An interface in the T HINK framework is designated by
a name. Names are context-dependent, i.e. they are relative to a given naming context. A naming context encompasses a set of created names, a naming convention
and a name allocation policy. Naming contexts can be
organized in naming graphs. Nodes in a naming graph
are naming contexts or other components. An edge in
a naming graph is directed and links a naming context
to a component interface (which can be another naming
context). An edge in a naming graph is labelled by a
name : the name, in the naming context that is the edge
source, of the component interface that is the edge sink.
Given a naming graph, a naming context and a component interface, the name of the component interface in
the given naming context can be understood as a path in
the naming graph leading from the naming context to the
component interface. Naming graphs can have an arbitrary forms and need not be organized as trees, allowing
new contexts to be added to a naming graph dynamically, and different naming conventions to coexist (a crucial requirement when dealing with highly heterogenous
environments as may be the case with mobile devices).

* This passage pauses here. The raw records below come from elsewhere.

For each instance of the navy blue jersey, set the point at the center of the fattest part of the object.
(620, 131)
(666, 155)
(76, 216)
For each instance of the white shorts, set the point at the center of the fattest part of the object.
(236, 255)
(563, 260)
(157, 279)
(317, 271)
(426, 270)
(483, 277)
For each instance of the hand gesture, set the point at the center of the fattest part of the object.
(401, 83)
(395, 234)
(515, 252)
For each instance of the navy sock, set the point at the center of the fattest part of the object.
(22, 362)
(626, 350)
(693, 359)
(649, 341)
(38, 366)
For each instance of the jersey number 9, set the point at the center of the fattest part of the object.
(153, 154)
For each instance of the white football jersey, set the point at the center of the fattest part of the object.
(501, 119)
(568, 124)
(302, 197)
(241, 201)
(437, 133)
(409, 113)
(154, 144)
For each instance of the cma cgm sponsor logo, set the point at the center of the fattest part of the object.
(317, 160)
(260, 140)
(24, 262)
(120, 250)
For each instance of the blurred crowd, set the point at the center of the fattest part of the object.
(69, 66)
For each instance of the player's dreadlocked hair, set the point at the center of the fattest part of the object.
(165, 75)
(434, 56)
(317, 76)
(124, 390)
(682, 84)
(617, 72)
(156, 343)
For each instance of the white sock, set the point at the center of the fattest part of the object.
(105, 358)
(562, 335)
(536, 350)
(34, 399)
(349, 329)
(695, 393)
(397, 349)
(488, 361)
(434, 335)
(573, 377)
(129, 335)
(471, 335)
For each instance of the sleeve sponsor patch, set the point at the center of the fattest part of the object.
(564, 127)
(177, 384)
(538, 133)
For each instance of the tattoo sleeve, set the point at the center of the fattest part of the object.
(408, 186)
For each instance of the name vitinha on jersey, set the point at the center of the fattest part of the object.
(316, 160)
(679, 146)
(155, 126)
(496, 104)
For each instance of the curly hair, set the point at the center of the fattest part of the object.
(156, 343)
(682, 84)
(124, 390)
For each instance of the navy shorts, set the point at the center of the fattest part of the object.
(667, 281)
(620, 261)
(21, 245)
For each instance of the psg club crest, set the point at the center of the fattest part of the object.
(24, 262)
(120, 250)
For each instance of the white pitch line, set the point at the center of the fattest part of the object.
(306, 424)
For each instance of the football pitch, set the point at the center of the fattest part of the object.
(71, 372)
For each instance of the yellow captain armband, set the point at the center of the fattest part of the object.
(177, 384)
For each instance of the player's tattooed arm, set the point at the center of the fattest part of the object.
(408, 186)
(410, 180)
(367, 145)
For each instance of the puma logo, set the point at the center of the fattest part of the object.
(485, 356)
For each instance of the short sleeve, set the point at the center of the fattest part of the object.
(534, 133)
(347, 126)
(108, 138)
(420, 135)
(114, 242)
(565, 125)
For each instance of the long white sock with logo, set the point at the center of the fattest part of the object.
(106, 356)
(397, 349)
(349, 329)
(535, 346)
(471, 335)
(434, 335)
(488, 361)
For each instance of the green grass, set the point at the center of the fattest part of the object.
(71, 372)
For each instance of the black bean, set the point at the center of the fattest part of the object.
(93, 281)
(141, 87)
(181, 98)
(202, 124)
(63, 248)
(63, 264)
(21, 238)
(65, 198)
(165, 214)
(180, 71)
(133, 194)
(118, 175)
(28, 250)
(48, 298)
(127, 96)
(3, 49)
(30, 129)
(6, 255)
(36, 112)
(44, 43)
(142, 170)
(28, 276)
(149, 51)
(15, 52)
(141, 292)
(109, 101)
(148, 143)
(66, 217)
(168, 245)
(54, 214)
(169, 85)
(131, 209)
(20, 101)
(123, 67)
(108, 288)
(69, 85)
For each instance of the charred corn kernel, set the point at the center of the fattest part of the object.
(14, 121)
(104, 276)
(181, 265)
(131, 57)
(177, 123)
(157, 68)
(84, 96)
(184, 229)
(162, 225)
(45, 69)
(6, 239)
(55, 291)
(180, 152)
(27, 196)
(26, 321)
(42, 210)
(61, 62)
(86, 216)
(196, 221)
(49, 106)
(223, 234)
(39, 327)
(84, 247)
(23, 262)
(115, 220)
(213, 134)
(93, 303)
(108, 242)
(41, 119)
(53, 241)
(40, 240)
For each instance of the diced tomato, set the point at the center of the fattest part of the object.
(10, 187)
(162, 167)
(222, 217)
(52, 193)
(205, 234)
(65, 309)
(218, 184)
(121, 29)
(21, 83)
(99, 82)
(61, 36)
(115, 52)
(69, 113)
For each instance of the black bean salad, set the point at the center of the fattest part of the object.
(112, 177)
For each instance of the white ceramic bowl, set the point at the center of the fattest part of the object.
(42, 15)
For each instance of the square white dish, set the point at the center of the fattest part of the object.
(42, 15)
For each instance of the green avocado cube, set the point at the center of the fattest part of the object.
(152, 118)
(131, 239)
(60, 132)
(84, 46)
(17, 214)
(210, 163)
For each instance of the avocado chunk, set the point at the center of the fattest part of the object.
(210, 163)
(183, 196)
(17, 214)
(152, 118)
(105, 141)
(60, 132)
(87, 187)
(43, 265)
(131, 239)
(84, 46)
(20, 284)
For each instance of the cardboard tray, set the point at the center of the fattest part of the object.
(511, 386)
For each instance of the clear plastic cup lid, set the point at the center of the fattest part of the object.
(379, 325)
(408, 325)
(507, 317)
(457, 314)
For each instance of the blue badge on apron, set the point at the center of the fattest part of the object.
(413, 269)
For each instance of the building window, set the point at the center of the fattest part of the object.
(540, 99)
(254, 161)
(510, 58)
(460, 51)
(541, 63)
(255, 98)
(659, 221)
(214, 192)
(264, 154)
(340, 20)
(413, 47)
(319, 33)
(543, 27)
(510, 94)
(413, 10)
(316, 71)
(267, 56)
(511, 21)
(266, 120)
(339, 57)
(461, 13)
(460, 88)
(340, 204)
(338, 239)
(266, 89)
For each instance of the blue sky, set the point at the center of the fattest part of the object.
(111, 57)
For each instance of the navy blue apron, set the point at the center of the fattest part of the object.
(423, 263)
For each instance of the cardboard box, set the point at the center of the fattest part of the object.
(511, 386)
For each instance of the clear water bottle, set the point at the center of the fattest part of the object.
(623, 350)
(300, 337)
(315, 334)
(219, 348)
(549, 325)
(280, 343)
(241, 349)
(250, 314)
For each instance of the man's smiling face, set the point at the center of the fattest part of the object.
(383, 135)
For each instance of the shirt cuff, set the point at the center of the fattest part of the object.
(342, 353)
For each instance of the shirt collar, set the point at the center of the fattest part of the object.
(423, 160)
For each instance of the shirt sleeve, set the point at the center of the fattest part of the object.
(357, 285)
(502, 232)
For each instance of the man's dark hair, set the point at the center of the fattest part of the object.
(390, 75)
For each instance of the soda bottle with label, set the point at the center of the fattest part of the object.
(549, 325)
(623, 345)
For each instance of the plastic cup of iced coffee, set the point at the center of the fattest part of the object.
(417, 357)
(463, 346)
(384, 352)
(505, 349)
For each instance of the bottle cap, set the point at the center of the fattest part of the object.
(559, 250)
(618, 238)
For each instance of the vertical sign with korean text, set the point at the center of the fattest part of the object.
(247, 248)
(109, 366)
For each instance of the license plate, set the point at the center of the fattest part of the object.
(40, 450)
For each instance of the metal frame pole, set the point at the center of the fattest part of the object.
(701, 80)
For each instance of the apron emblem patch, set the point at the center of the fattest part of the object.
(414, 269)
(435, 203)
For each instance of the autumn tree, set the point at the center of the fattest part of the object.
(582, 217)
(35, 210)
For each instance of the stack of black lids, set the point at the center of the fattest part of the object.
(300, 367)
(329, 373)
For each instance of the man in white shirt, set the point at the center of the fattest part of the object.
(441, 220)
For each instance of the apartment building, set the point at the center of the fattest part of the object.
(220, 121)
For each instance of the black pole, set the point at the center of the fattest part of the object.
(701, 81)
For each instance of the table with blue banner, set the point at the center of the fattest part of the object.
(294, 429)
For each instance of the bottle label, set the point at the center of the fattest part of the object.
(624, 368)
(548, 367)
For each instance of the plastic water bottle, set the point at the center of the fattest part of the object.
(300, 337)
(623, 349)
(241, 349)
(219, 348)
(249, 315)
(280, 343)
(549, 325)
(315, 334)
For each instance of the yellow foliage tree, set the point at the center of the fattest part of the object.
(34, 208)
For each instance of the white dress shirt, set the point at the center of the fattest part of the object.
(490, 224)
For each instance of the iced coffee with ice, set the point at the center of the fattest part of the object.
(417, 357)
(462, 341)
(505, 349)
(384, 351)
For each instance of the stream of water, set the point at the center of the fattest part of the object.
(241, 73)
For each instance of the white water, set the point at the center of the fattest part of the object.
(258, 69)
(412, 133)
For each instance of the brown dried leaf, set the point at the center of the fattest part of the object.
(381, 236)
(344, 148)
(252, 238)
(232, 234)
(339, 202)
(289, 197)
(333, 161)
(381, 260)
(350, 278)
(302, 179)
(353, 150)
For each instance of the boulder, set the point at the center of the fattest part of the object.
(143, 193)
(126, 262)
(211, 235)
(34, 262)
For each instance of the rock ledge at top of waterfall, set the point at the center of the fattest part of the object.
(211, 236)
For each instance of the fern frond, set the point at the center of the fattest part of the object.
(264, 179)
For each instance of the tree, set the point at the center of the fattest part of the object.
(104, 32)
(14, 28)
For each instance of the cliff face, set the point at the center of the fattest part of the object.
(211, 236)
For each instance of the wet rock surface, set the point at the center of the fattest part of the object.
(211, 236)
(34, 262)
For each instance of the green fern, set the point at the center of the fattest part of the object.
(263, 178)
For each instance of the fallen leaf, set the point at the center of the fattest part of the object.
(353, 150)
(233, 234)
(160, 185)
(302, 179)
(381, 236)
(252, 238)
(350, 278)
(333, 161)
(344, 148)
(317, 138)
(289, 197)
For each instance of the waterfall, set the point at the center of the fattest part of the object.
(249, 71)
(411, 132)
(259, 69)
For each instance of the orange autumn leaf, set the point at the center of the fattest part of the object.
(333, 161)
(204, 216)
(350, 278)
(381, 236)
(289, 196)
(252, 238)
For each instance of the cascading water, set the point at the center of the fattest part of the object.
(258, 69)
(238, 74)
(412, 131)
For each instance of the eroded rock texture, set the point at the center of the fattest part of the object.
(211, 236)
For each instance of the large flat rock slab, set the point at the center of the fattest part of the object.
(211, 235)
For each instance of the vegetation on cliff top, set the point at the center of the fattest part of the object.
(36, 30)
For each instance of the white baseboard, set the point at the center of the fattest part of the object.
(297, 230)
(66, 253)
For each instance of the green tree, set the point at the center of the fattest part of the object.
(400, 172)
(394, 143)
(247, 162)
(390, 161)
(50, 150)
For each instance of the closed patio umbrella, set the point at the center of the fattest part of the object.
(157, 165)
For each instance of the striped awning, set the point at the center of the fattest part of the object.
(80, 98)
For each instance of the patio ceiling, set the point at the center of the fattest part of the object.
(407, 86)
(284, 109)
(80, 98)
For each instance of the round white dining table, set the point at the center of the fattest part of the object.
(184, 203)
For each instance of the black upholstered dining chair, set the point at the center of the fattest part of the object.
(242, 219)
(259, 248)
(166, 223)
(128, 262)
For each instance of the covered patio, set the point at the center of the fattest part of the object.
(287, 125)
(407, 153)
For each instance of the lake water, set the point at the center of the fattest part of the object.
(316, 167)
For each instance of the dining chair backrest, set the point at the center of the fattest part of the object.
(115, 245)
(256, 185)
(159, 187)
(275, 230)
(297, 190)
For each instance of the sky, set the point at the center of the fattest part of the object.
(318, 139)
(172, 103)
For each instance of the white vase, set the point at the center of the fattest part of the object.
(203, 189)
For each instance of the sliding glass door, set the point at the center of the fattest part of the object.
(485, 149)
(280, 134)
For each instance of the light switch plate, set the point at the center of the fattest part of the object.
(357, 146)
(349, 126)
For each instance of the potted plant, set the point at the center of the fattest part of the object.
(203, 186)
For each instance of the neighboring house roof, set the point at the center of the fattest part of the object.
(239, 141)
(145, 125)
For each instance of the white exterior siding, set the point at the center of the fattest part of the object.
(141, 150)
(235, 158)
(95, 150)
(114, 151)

Interaction between components is only possible once
a binding has been established between some of their
interfaces. A binding is a communication channel be-
tween two or more components. This notion covers both
language-level bindings (e.g. associations between language symbols and memory addresses) as well as distributed system bindings (e.g. RPC or transactional bindings between clients and possibly replicated servers). In
the T HINK framework, bindings are created by special
factory components called binding factories. A binding
typically embodies communication resources and implements a particular communication semantics. Since several binding factories may coexist in a given T HINK system, it is possible to interact with a component according to various communication semantics (e.g. local or
remote; standard point-to-point at-most once operation
invocation; component invocation with monitoring, with
access control, with caching; event casting à la SPIN;
etc). Importantly, bindings can be created either implicitly, e.g. as in standard distributed object systems such
as Java RMI and CORBA where the establishment of a
binding is hidden from the component using that binding, or explicitly, i.e. by invocation of a binding factory. Explicit bindings are required for certain classes
of applications such as multimedia or real-time applications, that impose explicit, application-dependent quality of service constraints on bindings. Creating a binding
explicitly results in the creation of a binding component,
i.e. a component that reifies a binding. A binding component can in turn be monitored and controlled by other
components.
interface Top { }
interface Name {
NamingContext getNC();
String toByte();
}
interface NamingContext {
Name export(Top itf, char[] hint);
Name byteToName(String name);
}
interface BindingFactory {
Top bind(Name name, char[] hint);
}
Figure 1: Framework for interfaces, names and bindings
These concepts of naming and binding are manifested
in the T HINK software framework by the set of Java interface declarations shown in Figure 1. The type Top
corresponds to the greatest element of the type lattice,
i.e. all interface types are a subtype of Top (all interface types in T HINK “extend” Top). The type Name
is the supertype of all names in T HINK. The operation
getNC yields the naming context to which the name belongs (i.e. the naming context in which the name has
been created through the export operation). The operation toByte yields a simple serialized form of the
name instance.
The type NamingContext is the supertype of all naming contexts in T HINK. The operation export creates
a new name, which is associated to the interface passed
as a parameter (the hint parameter can be used to pass
additional information, such as type or binding data, required to create a valid name). As a side-effect, this
operation may cause the creation of (part of) a binding
with the newly named interface (e.g. creating a server
socket in a standard distributed client-server setting).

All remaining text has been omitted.